Parlez vous Francais? – The perils of online translation

Amazing, the internet. You can feed a phrase in one of the major world languages into a translation site like Babel Fish (babelfish.yahoo.com), and out it will come another. Type, for example, “internet translation sites like Babel Fish are more trouble than they’re worth”, click the “English-to-French” button, and you get “les emplacements de traduction d’internet comme des poissons de Babel sont plus d’ennui que la valeur de they’re”. Put back into English, that yields “the sites of d’internet translation as of fish of Babel are more d’ennui that the value of they’re”, which, you will agree, is about as close to the original as to make no meaningful difference.

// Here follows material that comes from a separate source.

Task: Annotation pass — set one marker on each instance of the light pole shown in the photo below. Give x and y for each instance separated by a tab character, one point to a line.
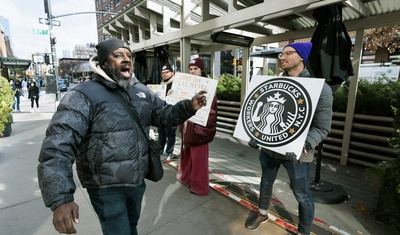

So when indignant officials at the Dutch foreign ministry received an email from a group of Israeli journalists that began, “Helloh bud, enclosed five of the questions in honor of the foreign minister: The mother your visit in Israel is a sleep to the favor or to the bed your mind on the conflict are Israeli Palestinian,” they might perhaps have guessed what had happened.

An article in the Guardian Unlimited, How Babel Fish almost caused a diplomatic incident, is a tragi-comic account of the perils of online translation services.  The article deals with Babelfish and how the system, in mistakeing the Hebrew word for “if” (ha’im) for the Hebrew word for “mother” (ha’ima) nearly created a diplomatic row.  Clearly, online translation  has some way to go before prime time.

Here’s a comparison between Babelfish and Google Translate, which switched the translation system from Systran to its own machine translation system for all the 25 language pairs available on the site.

Original text (completely hypothetical statement, of course)

I don’t believe this government is interested in human  rights in the least.

Babelfish

I don’t croient que ce gouvernement est intéressé par des droits de l’homme dans les mineurs.

and when translated back into English

I don’t believe that this government is interested by rights of l’homme in the minors.

Google Translate

Je ne crois pas que ce gouvernement est intéressé à l’homme Les droits en moins.

and when translated back into English

I do not believe that this government is interested in the man The rights and less.

This makes about as much sense as the Sri Lankan President or George Bush, which clearly won’t do if we are to take these services seriously.

Skype’s taken a different route (see I don’t speak Tamil – Skype to the rescue?), which I’ve never used and would be interested to know from anyone who as on whether it lived up to expectations and what, if any, the pitfalls were.